Лицо у няньки недовольное.
– Видела. Длинный. На таких коров вешать. Волосы, как у дьячка. Кадык торчит. Добра не будет.
Подошла ключница.
– Видела. Кадык – это очень опасно. Один такой вот с кадыком заснул, ну, кадык, известно, от храпу шевелится. А в том доме кот был. Кот смотрел-смотрел, да и показалось ему, видно, что это мышь с ним заигрывает, он как кинулся да горло-то и перегрыз.
Все это было очень страшно и даже немножко противно. Странно только, что кот такую ерунду вообразил, – когда же мыши с котом «заигрывают»? Впрочем, ключнице лучше знать.
– А мальчики где?
– Побежали за ним на речку.
Мы наскоро оделись, пошли на террасу, где обыкновенно пили утром чай. Стали ждать.

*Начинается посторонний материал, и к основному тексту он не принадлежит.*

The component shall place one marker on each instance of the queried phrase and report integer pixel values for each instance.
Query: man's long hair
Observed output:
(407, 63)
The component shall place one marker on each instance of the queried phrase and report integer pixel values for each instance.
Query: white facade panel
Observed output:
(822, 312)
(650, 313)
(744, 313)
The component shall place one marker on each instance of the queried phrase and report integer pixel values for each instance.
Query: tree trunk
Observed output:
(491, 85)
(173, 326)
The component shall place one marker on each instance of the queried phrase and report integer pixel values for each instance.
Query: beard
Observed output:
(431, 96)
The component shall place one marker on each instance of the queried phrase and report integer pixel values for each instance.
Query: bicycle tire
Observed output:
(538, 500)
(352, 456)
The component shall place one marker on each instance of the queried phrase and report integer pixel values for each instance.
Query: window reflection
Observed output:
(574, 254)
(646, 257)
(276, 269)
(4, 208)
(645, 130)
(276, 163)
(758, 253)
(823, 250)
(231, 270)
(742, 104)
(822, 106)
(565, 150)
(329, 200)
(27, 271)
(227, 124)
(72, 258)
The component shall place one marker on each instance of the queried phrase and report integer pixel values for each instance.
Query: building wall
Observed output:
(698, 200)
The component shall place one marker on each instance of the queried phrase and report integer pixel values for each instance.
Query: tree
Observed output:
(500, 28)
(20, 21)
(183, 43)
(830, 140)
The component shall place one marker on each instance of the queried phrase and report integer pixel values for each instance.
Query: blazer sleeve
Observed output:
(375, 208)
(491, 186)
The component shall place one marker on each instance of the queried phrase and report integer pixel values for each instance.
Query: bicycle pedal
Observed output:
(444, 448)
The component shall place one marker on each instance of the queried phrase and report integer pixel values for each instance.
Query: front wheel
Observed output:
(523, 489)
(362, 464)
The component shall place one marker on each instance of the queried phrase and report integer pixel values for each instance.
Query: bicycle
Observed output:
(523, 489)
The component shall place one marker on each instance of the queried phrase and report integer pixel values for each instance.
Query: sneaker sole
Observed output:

– Длинные волосы – наверное, семинарист.
– Какой-нибудь Авенир Феофилактович Десницулобы-зященский.
– По-моему, лучше Череззаборвзиранский.
– Отюностимоеямногимистрастямиоборенский.
– Ха-ха!
– Хи-хи!
– Идет!
– Тише! Идет!
В конце аллеи, ведшей к дому, показались оба мальчика и с ними «он». Длинный, тощий, мокрые волосы облепили голову и отвисли сзади косицей. Образовалась голова, как у цапли. Шел, задрав лоб, выставив знаменитый кадык. Одет был в голубую вылинялую косоворотку, неизъяснимого цвета брюки, парусиновые расшлепанные башмаки. На плечи была накинута студенческая тужурка с выгоревшими лацканами.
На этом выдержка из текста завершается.